3. To get a handle on these outputs, you should also run similar analysis using Ashkenazi Jewish samples as a reference pop. That goes for Europeans and Arabs (are they partly descended from Jewish populations), etc.

4. The Levite R1a seems to be non-Slavic and instead have an Asian origin. So far no one seems to be commenting on this.

5. I will throw something out there. What if the North European part of Ashkenazi Jewish populations came from absorbing from an exotic bottlenecked population, maybe say a remnant of "Northern Caucasoids" (as opposed to extant Northern Europeans) from outside of Europe.

This might only be a small % (say, 10%) of Ashkenazi Jewish genetics, but might account for the extreme bottleneck effect. It might also be a source of the Levite R1a.

Dienekes said...

2. Spanish really should be in there as a reference population.

THey are, Spaniards from Behar et al. (2010) but they don't produce that signal of admixture.

a said...

"the evidence for the former element seems pretty clear on the basis of Y-chromosomes where Jews possess a relatively high frequency of Y-haplogroup J1 (and a few others) that are quite rare in non-Jewish north/east Europeans."

Remember your Dendrogram?

West Asian is closer to North European. Red Sea is on a separate branch. This also shows in ydna clusters of West Asian Ydna lines, Q/R/G, and common Red Sea ydna clusters J&E.

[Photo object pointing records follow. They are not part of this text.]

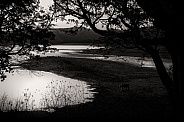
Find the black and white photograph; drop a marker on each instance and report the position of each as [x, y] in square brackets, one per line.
[91, 60]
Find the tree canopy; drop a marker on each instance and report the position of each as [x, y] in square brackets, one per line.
[23, 26]
[126, 23]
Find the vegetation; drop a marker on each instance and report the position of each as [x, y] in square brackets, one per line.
[123, 21]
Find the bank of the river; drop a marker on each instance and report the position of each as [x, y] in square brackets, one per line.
[147, 98]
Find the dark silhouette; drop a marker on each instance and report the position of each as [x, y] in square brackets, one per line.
[22, 24]
[124, 87]
[124, 23]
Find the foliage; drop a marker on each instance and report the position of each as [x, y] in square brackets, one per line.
[23, 26]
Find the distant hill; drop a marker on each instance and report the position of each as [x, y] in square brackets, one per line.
[62, 35]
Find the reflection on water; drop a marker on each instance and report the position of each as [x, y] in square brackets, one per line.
[47, 90]
[38, 89]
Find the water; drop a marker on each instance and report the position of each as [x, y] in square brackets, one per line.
[43, 90]
[40, 90]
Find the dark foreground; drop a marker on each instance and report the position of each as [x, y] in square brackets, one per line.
[146, 99]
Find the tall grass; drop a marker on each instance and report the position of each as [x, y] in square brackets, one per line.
[58, 94]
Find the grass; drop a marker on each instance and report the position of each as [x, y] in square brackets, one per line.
[146, 99]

Red Sea Jewish ancestral ydna lines, more likely to be found around "Saudis" region;

"Approximately 30% to 40% of Jewish men are in the paternal line known as haplogroup J[Note 1] and its sub-haplogroups. This Haplogroup is particularly present in the Middle East, Southern Europe, and Northern Africa.[14] Furthermore, 15 to 30% are in haplogroup E1b1b[Note 2] (or E-M35) and its sub-haplogroups."

West Asian ydna lines more likely to be found around "Mordovians" region;

Q-245, [10-20] R1b-R1a-R2 lines, including v-88, z2105- L277 L584 banches, R1a-93, and approximately 10 ydna G lines,some uncommon.

aspromavro said...

It would be interesting to do this analysis for the Balkans, starting from the premise that the Iron Age population was Sardinian-like, and then calculating the additional admixture from West Asia, North Europe, etc.

andrew said...

Historically, this coincides with one of the first major pogroms in Europe which led to a major population bottleneck, more or less at the same time as the earlier Crusdades. Jews were expelled from Britain around this time (and remained absent for centuries thereafter) and were massacred many other places. Despite arguably being the most severe of the Rabbinic era Judaism massacres other than the Holocaust, it is not very well known comparatively, perhaps because it was too late for inclusion in the Hebrew Bible and pre-dated the invention of the printing press.